Hyperbolic Heterogeneous Graph Transformer

Updated 20 January 2026

Hyperbolic Heterogeneous Graph Transformer (HypHGT) is a graph neural network architecture that embeds heterogeneous graph data in hyperbolic space to capture hierarchical structures.
It employs relation-specific hyperbolic attention and kernelized feature mapping to eliminate frequent tangent-space transitions, enhancing efficiency and accuracy.
The model delivers scalable performance with reduced GPU memory usage and faster processing, outperforming previous GNNs on both real-world and synthetic datasets.
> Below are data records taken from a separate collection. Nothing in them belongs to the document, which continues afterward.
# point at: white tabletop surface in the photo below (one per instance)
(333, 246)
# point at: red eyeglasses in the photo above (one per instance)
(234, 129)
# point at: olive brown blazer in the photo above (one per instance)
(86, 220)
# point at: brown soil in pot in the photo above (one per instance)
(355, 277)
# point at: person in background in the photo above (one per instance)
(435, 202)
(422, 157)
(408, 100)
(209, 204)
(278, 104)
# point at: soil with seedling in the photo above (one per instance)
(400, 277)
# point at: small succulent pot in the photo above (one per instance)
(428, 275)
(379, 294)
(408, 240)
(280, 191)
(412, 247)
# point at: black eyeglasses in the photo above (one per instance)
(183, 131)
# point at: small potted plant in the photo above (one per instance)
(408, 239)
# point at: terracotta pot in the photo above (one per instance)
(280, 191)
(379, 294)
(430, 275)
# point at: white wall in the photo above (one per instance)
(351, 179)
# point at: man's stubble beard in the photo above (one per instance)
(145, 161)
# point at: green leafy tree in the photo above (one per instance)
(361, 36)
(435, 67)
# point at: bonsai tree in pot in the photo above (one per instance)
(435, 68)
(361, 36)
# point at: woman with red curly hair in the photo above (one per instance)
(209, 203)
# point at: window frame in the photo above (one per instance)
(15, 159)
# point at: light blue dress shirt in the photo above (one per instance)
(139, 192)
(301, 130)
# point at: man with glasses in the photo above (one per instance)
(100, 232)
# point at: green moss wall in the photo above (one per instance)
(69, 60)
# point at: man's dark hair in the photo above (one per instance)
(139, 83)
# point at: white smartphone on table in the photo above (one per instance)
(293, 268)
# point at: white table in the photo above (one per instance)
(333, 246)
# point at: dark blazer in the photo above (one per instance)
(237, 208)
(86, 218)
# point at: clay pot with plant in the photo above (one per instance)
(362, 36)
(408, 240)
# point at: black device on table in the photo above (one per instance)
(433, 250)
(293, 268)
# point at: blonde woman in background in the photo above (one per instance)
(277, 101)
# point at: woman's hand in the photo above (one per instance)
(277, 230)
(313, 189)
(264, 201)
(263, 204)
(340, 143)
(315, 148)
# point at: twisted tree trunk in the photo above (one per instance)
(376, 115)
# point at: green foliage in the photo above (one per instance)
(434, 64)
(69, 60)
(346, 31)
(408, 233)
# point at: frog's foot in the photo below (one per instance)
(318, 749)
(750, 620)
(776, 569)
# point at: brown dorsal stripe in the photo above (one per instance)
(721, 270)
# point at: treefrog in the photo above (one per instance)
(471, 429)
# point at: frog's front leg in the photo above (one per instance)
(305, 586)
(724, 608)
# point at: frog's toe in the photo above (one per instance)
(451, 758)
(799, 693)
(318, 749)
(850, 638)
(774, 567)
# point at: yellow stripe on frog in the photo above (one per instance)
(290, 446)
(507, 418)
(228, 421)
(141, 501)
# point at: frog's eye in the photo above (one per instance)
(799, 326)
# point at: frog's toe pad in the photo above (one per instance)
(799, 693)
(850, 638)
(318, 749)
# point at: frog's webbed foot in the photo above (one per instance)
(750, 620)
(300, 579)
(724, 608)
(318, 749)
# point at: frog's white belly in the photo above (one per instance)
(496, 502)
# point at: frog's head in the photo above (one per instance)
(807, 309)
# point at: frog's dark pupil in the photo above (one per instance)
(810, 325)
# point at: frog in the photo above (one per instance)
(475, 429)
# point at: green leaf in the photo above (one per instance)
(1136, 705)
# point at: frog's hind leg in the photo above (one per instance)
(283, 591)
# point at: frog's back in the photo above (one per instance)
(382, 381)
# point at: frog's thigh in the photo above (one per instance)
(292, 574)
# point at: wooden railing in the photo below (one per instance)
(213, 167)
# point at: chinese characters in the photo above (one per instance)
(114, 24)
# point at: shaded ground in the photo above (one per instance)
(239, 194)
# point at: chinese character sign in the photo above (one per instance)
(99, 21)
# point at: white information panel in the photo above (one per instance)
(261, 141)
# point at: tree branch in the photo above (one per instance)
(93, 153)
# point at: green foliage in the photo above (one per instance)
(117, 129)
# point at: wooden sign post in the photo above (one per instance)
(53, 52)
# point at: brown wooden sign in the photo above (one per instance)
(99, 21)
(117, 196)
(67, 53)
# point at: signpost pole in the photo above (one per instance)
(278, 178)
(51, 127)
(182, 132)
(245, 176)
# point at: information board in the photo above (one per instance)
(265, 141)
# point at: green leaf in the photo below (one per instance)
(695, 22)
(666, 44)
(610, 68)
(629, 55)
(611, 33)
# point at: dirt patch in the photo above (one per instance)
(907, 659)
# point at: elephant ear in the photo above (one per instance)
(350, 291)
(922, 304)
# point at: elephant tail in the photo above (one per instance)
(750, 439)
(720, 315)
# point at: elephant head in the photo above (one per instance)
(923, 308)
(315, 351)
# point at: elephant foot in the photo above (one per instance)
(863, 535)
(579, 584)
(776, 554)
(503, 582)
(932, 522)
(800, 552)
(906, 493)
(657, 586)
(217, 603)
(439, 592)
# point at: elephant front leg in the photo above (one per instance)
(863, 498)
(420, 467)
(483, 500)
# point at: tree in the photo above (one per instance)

The Hyperbolic Heterogeneous Graph Transformer (HypHGT) is a graph neural network architecture designed to learn high-fidelity representations on heterogeneous graphs by operating entirely within hyperbolic space. Leveraging transformer-based mechanisms, HypHGT is distinguished by its relation-specific hyperbolic attention and its avoidance of frequent tangent-space mappings, resulting in improved hierarchical modeling performance, scalable computational characteristics, and enhanced efficiency compared to previous hyperbolic and message-passing-based GNNs (Park et al., 13 Jan 2026).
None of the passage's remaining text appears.